X-Men: First Class, the fifth X-Men movie (with more set to come), treads the familiar origins path — a “day one” narrative trajectory screenwriters fill out with new back stories for old characters, and culminate roughly where present day hero flicks ordinarily begin. It’s a process that germinates whenever Hollywood decides to reboot a franchise (read: reset the coffers).

The X-Men: First Class marketing materials look dreadful, images of the cast like plastic coated photo-shopped shoots of bath tub figurines. The trailer smacked of yet another been-there-done-that suck of the proverbial teet but the movie caught the critical community and more than a few reluctant tagalongs off-guard: it’s much, much better than it looks.

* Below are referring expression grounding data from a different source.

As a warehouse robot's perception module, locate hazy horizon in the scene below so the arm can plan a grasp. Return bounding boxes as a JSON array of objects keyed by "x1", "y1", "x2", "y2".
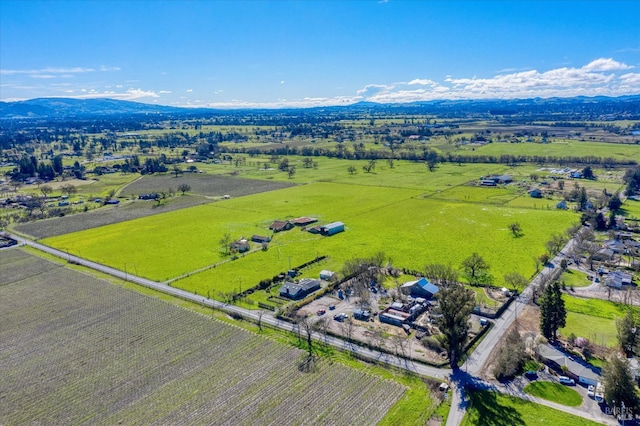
[{"x1": 0, "y1": 0, "x2": 640, "y2": 108}]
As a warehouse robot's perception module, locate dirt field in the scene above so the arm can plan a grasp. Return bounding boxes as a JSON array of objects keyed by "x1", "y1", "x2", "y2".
[
  {"x1": 299, "y1": 295, "x2": 446, "y2": 364},
  {"x1": 16, "y1": 173, "x2": 292, "y2": 239},
  {"x1": 0, "y1": 249, "x2": 405, "y2": 425}
]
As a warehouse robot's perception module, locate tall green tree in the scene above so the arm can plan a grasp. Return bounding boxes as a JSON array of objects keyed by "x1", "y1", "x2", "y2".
[
  {"x1": 437, "y1": 283, "x2": 475, "y2": 369},
  {"x1": 616, "y1": 309, "x2": 640, "y2": 356},
  {"x1": 493, "y1": 328, "x2": 527, "y2": 380},
  {"x1": 603, "y1": 354, "x2": 640, "y2": 415},
  {"x1": 540, "y1": 281, "x2": 567, "y2": 340},
  {"x1": 461, "y1": 252, "x2": 489, "y2": 284}
]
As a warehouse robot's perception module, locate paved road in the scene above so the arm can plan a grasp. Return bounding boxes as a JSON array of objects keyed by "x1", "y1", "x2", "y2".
[
  {"x1": 9, "y1": 235, "x2": 615, "y2": 426},
  {"x1": 447, "y1": 236, "x2": 575, "y2": 426},
  {"x1": 10, "y1": 235, "x2": 451, "y2": 379}
]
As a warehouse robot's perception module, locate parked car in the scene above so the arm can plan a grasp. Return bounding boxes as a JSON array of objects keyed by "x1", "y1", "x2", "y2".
[
  {"x1": 558, "y1": 376, "x2": 576, "y2": 386},
  {"x1": 333, "y1": 314, "x2": 349, "y2": 322}
]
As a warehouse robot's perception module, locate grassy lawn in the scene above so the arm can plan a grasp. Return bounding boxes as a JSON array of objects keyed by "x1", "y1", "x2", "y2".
[
  {"x1": 559, "y1": 312, "x2": 617, "y2": 348},
  {"x1": 524, "y1": 381, "x2": 582, "y2": 407},
  {"x1": 462, "y1": 391, "x2": 599, "y2": 426},
  {"x1": 563, "y1": 295, "x2": 637, "y2": 319},
  {"x1": 560, "y1": 269, "x2": 591, "y2": 288},
  {"x1": 44, "y1": 178, "x2": 576, "y2": 294}
]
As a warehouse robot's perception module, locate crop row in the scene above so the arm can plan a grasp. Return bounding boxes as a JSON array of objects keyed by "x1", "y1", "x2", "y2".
[{"x1": 0, "y1": 250, "x2": 404, "y2": 425}]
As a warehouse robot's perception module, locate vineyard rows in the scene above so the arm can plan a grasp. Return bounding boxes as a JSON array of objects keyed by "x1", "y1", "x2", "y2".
[{"x1": 0, "y1": 250, "x2": 405, "y2": 425}]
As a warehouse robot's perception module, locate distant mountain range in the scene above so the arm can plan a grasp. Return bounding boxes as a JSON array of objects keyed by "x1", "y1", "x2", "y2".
[{"x1": 0, "y1": 95, "x2": 640, "y2": 119}]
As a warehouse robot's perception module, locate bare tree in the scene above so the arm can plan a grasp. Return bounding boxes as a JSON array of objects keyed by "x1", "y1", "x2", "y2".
[
  {"x1": 509, "y1": 222, "x2": 522, "y2": 238},
  {"x1": 178, "y1": 183, "x2": 191, "y2": 195},
  {"x1": 218, "y1": 232, "x2": 231, "y2": 254},
  {"x1": 40, "y1": 185, "x2": 53, "y2": 198},
  {"x1": 60, "y1": 183, "x2": 78, "y2": 197}
]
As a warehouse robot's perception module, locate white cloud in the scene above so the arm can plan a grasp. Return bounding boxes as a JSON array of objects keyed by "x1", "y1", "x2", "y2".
[
  {"x1": 582, "y1": 58, "x2": 633, "y2": 71},
  {"x1": 356, "y1": 58, "x2": 640, "y2": 103}
]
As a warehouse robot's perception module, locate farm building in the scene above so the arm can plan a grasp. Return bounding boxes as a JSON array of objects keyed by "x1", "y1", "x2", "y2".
[
  {"x1": 307, "y1": 225, "x2": 322, "y2": 234},
  {"x1": 320, "y1": 269, "x2": 336, "y2": 281},
  {"x1": 269, "y1": 220, "x2": 293, "y2": 232},
  {"x1": 353, "y1": 309, "x2": 371, "y2": 321},
  {"x1": 292, "y1": 216, "x2": 318, "y2": 226},
  {"x1": 280, "y1": 278, "x2": 320, "y2": 300},
  {"x1": 400, "y1": 277, "x2": 438, "y2": 299},
  {"x1": 538, "y1": 344, "x2": 601, "y2": 385},
  {"x1": 229, "y1": 238, "x2": 251, "y2": 253},
  {"x1": 251, "y1": 235, "x2": 271, "y2": 244},
  {"x1": 378, "y1": 308, "x2": 411, "y2": 327},
  {"x1": 320, "y1": 222, "x2": 344, "y2": 236},
  {"x1": 529, "y1": 188, "x2": 542, "y2": 198},
  {"x1": 482, "y1": 175, "x2": 513, "y2": 185},
  {"x1": 604, "y1": 271, "x2": 633, "y2": 290}
]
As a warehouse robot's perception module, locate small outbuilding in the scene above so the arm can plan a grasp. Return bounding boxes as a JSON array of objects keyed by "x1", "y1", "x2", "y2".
[
  {"x1": 529, "y1": 188, "x2": 542, "y2": 198},
  {"x1": 320, "y1": 222, "x2": 344, "y2": 237},
  {"x1": 604, "y1": 271, "x2": 633, "y2": 290},
  {"x1": 280, "y1": 278, "x2": 320, "y2": 300},
  {"x1": 538, "y1": 343, "x2": 601, "y2": 386},
  {"x1": 251, "y1": 235, "x2": 271, "y2": 244},
  {"x1": 320, "y1": 269, "x2": 336, "y2": 281},
  {"x1": 269, "y1": 220, "x2": 293, "y2": 232},
  {"x1": 229, "y1": 238, "x2": 251, "y2": 253},
  {"x1": 400, "y1": 277, "x2": 439, "y2": 299}
]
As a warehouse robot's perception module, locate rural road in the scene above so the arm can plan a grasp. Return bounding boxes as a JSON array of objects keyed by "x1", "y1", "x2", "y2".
[
  {"x1": 8, "y1": 234, "x2": 615, "y2": 426},
  {"x1": 8, "y1": 234, "x2": 451, "y2": 379}
]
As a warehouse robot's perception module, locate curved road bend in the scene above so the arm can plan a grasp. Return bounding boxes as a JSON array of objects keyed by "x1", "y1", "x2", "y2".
[
  {"x1": 9, "y1": 235, "x2": 615, "y2": 426},
  {"x1": 9, "y1": 235, "x2": 451, "y2": 379}
]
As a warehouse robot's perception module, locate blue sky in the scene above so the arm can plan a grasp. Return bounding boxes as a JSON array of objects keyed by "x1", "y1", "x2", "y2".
[{"x1": 0, "y1": 0, "x2": 640, "y2": 107}]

Directed by the captain of last year’s hells-a-blazin’ post mod superhero ship Kick-Ass, the story is set in the 60s and uses the Cuban Missile Crisis as a dramatic backdrop that draws the characters together. The world is about to discover that mutants exist; telepath extraordinaire Charles Xavier aka Professor X (James McAvoy) is the best of the best, decent-hearted and a fearless ally of the US government.

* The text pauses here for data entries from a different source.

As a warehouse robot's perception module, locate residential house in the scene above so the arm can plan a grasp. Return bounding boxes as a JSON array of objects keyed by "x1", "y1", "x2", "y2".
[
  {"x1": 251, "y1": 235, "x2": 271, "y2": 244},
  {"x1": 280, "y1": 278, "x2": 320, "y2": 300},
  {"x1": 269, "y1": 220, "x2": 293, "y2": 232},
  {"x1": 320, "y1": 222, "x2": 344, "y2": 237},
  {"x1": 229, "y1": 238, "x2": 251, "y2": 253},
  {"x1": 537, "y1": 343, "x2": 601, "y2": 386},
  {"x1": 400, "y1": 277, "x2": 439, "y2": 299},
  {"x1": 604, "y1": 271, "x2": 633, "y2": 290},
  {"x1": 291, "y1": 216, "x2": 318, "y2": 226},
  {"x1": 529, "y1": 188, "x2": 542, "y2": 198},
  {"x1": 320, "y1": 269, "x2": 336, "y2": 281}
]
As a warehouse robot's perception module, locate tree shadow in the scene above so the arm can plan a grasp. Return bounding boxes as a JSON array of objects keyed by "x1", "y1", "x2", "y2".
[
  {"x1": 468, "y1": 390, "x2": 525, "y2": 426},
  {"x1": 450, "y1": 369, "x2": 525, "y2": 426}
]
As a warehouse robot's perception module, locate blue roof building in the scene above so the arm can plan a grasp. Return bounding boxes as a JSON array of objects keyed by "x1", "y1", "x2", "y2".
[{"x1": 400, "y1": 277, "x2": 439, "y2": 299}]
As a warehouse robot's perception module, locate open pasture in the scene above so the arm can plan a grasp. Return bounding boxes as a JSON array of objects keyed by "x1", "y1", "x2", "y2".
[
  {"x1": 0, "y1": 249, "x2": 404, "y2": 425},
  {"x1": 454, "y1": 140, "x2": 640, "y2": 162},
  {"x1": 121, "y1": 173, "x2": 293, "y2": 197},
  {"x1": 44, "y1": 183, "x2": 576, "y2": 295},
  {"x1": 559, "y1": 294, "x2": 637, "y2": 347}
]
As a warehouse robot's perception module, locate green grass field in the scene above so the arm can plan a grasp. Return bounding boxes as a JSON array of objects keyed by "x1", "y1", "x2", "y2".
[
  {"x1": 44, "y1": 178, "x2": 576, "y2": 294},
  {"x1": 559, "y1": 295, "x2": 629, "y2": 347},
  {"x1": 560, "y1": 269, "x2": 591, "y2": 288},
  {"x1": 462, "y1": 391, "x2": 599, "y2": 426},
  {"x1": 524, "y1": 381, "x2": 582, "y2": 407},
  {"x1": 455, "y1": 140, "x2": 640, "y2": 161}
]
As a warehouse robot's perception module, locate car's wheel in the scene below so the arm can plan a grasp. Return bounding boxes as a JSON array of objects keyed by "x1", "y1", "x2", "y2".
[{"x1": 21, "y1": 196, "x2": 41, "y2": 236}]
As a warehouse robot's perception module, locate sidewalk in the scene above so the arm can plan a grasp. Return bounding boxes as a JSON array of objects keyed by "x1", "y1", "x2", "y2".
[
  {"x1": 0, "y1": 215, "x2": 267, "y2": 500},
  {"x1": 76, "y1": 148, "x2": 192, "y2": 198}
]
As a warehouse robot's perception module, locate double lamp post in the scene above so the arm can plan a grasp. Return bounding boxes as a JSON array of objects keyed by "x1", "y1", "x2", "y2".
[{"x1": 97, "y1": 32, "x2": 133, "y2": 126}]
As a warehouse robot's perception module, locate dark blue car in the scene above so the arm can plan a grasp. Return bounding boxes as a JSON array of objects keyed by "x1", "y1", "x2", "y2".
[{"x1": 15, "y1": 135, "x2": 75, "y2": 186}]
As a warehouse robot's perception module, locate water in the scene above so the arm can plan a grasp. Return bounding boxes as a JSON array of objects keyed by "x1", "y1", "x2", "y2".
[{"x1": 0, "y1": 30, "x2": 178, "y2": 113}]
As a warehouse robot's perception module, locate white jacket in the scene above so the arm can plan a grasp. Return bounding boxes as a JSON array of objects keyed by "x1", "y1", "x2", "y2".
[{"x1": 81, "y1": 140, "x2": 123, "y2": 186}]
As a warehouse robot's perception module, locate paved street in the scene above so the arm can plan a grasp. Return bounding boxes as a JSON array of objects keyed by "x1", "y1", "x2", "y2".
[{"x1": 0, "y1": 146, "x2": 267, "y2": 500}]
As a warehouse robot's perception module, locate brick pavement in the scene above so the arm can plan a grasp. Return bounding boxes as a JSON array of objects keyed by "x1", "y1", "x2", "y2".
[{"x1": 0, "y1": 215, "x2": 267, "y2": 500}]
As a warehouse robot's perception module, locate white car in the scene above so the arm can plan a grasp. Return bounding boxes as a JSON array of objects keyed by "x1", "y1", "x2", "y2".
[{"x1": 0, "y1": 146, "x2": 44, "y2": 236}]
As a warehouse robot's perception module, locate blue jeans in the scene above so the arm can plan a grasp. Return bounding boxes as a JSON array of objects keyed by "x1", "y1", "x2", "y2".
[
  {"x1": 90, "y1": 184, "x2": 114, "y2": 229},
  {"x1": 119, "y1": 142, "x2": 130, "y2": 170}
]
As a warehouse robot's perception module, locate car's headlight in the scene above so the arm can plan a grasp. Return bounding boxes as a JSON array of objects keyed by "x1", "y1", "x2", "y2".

He’ll need to be, because nasty pasty Sebastian Shaw (Kevin Bacon) wants to take over the world — something not completely unheard of in a comic book movie — and turn it into a place where mutants reign supreme. Xavier locates the world’s mutants and creates a kind of Police Academy where they can refine their abilities into precise humanity saving gifts, for those who don’t fall to the Dark Side.

Amazingly, given the main characters are mutants — blue, red, flying, whatev — the story actually feels like it’s taking place in a world not too far from our own (the historical backdrop helps). Refreshingly, the back stories will intermittently take viewers by surprise, and even seasoned X Men fans won’t be able to second guess all the twists and turns.

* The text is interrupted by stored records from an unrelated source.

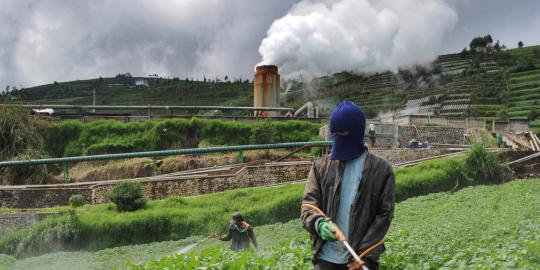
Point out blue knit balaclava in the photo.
[330,101,366,160]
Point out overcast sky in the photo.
[0,0,540,90]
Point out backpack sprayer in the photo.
[302,204,384,270]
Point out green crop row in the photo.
[510,92,540,101]
[508,81,540,92]
[508,73,540,84]
[130,179,540,270]
[0,143,504,257]
[45,118,320,157]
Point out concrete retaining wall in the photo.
[0,161,311,209]
[398,126,467,147]
[0,213,51,236]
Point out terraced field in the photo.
[508,70,540,118]
[131,179,540,270]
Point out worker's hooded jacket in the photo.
[301,152,395,261]
[220,224,257,251]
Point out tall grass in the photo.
[0,104,48,185]
[0,145,510,257]
[46,118,321,157]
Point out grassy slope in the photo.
[133,179,540,269]
[508,70,540,118]
[0,158,498,257]
[8,78,253,106]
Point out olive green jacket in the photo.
[301,150,395,261]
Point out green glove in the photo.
[318,219,337,241]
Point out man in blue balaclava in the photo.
[301,101,395,270]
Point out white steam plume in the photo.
[259,0,458,77]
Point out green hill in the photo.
[4,75,253,106]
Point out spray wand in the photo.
[302,204,384,270]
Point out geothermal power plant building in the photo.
[253,65,279,117]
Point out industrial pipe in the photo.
[0,141,332,168]
[294,102,313,118]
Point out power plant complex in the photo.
[253,65,280,117]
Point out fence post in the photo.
[238,151,244,164]
[152,158,157,176]
[64,162,70,183]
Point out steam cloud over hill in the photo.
[259,0,458,76]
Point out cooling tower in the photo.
[253,65,279,117]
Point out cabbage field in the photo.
[130,179,540,270]
[0,179,540,270]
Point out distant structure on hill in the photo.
[135,79,150,87]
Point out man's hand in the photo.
[318,219,337,241]
[347,260,364,270]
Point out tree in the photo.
[469,34,493,53]
[249,121,274,158]
[493,40,501,52]
[69,194,86,221]
[107,181,146,212]
[459,48,467,58]
[527,110,540,121]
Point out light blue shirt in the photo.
[319,151,367,264]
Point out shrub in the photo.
[107,181,146,212]
[462,143,511,183]
[69,194,86,221]
[69,194,87,208]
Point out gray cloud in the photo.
[259,0,458,76]
[0,0,293,88]
[0,0,540,89]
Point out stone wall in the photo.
[398,126,467,147]
[370,148,448,165]
[91,162,311,204]
[0,213,51,237]
[0,186,92,209]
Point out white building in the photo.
[135,79,149,87]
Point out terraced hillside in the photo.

The characters are buoyed by performances that range from dopey to thoroughly decent. Kevin Bacon is in fine form, hamming it up in a fun role, and McAvoy nails the quiet dignity of Professor X. “One day I might even go bald” is a nice line for fans.

Two characters — one whose “gift” is to scream piercingly loud and another who shoots laser beams — are badly under developed and in dire need of fuller back stories, but no matter. X-Men: First Class is easily the most entertaining of the five X-Men pics so far. It’s fast, fun and provides a snappy blast of expendable ‘tainment.

X-Men: First Class’s Australian theatrical release date: June 9, 2011.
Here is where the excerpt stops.